Création de groupes de travail : les États-Unis prennent les rênes
Trump a annoncé la mise en place d’un groupe de travail spécial chargé de poursuivre les négociations sur la fin du conflit. Il comprend des hauts responsables, des militaires et des diplomates, dont Jared Kushner et Steve Witkoff.
Côté ukrainien, le processus est supervisé par Rustem Umerov et Sergiy Kyslytsya. L’une des tâches clés est de finaliser six documents, dont les décisions pourraient être prises dès janvier 2026.
Les analystes notent que l’implication des groupes de travail renforce le contrôle stratégique des États-Unis sur le processus de paix tout en mettant la pression sur Kiev et Moscou pour atteindre rapidement un compromis.

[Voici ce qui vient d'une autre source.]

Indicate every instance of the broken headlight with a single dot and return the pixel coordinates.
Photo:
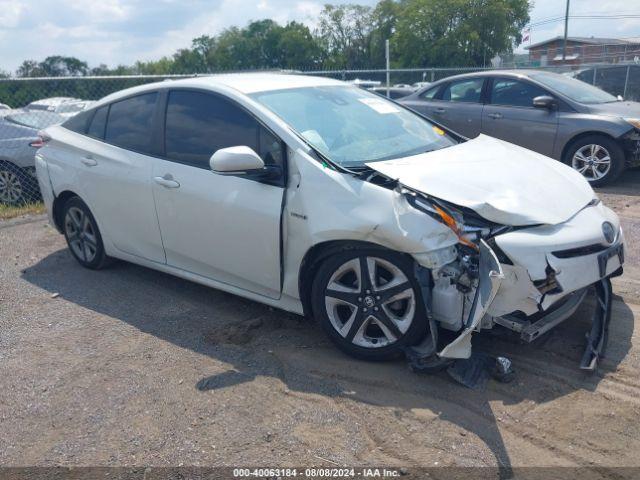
(468, 235)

Le Donbass : point de tension
Malgré les progrès, la question du Donbass reste la plus complexe et controversée. Trump a reconnu que la Russie insiste sur sa propre vision, tandis que l’Ukraine défend fermement son intégrité territoriale et la volonté de ses citoyens.

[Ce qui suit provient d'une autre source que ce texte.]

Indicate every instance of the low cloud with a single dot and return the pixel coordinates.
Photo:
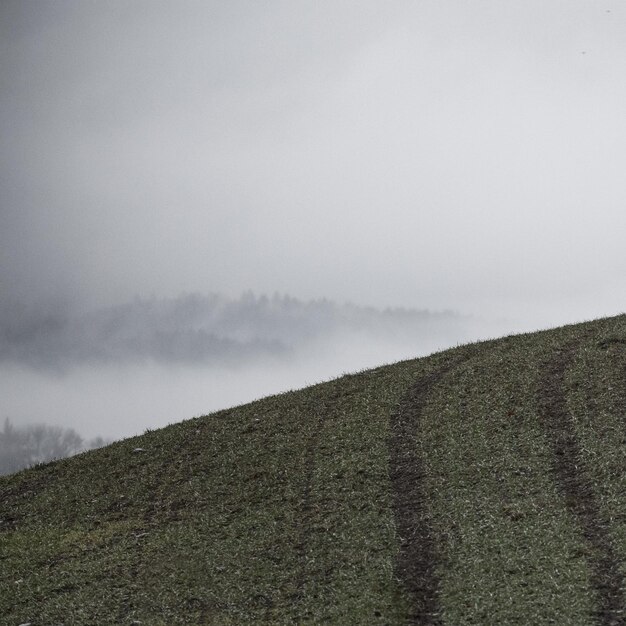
(212, 330)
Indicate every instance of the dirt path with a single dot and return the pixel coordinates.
(577, 488)
(416, 561)
(302, 546)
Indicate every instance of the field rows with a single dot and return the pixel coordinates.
(481, 485)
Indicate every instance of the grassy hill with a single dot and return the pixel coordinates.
(481, 485)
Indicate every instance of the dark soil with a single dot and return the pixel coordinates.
(577, 489)
(416, 560)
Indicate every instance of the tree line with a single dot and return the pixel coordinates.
(25, 446)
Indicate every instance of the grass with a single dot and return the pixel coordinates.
(312, 505)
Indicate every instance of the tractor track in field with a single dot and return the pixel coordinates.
(306, 510)
(577, 488)
(417, 558)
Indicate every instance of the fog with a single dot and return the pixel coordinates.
(117, 371)
(439, 155)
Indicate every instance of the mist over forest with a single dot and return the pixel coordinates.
(115, 371)
(213, 329)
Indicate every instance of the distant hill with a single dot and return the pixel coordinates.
(213, 329)
(481, 485)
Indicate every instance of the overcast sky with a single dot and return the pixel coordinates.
(422, 153)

Zelensky a ajouté qu’un référendum reste une option, mais a insisté sur le fait qu’il ne s’agit que d’un scénario possible et qu’aucune décision ne violera la Constitution ukrainienne.
Rencontre tripartite : un signal pour le Kremlin
Trump n’exclut pas une rencontre tripartite entre les présidents des États-Unis, d’Ukraine et de Russie, mais souligne que Moscou doit d’abord s’asseoir à la table des négociations. Le président américain a noté qu’une conversation d’une heure avec Poutine avait rapproché les parties d’un accord.

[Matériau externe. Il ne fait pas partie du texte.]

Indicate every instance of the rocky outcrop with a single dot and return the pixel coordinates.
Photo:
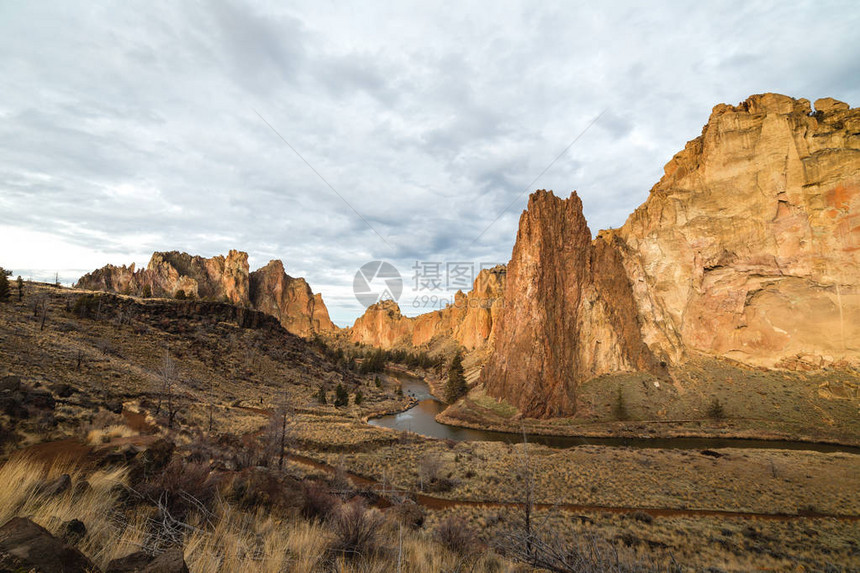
(290, 300)
(746, 249)
(220, 278)
(569, 312)
(27, 546)
(469, 321)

Les analystes considèrent que c’est un signal stratégique au Kremlin : les États-Unis sont prêts à contrôler activement le processus, et un refus de négocier laisserait Moscou isolée diplomatiquement.
Centrale nucléaire de Zaporijia : la sécurité avant tout
La question de la centrale nucléaire de Zaporijia a également été abordée, celle-ci pouvant être mise en service prochainement. Trump a souligné que Poutine aurait donné des garanties de ne pas frapper la centrale, ce qui représente une étape importante pour la sécurité mondiale.
Cependant, les experts avertissent que même une stabilisation partielle ne supprime pas la menace d’une attaque à grande échelle, car la confiance entre les parties reste minimale.
Recherche d’une paix durable : la stratégie américaine
Trump a précisé que l’objectif n’est pas un cessez-le-feu immédiat, mais la mise en place de mécanismes pour une paix durable et à long terme. Cela signifie que même après un accord, les risques militaires demeureront, et la pression diplomatique restera un outil clé.
Conclusion analytique
Les négociations entre Zelensky et Trump montrent que les États-Unis prennent l’initiative dans la résolution du conflit, tout en laissant à Moscou une possibilité de manœuvre. L’Ukraine obtient des garanties de sécurité et un soutien, mais les risques persistent, notamment concernant le Donbass et la mise en œuvre du plan de paix.
Le défi clé des semaines à venir sera de finaliser les documents et d’impliquer les dirigeants européens dans le contrôle de l’application des accords. Sans cela, tout plan de paix pourrait rester une simple déclaration, et non un instrument effectif de stabilisation.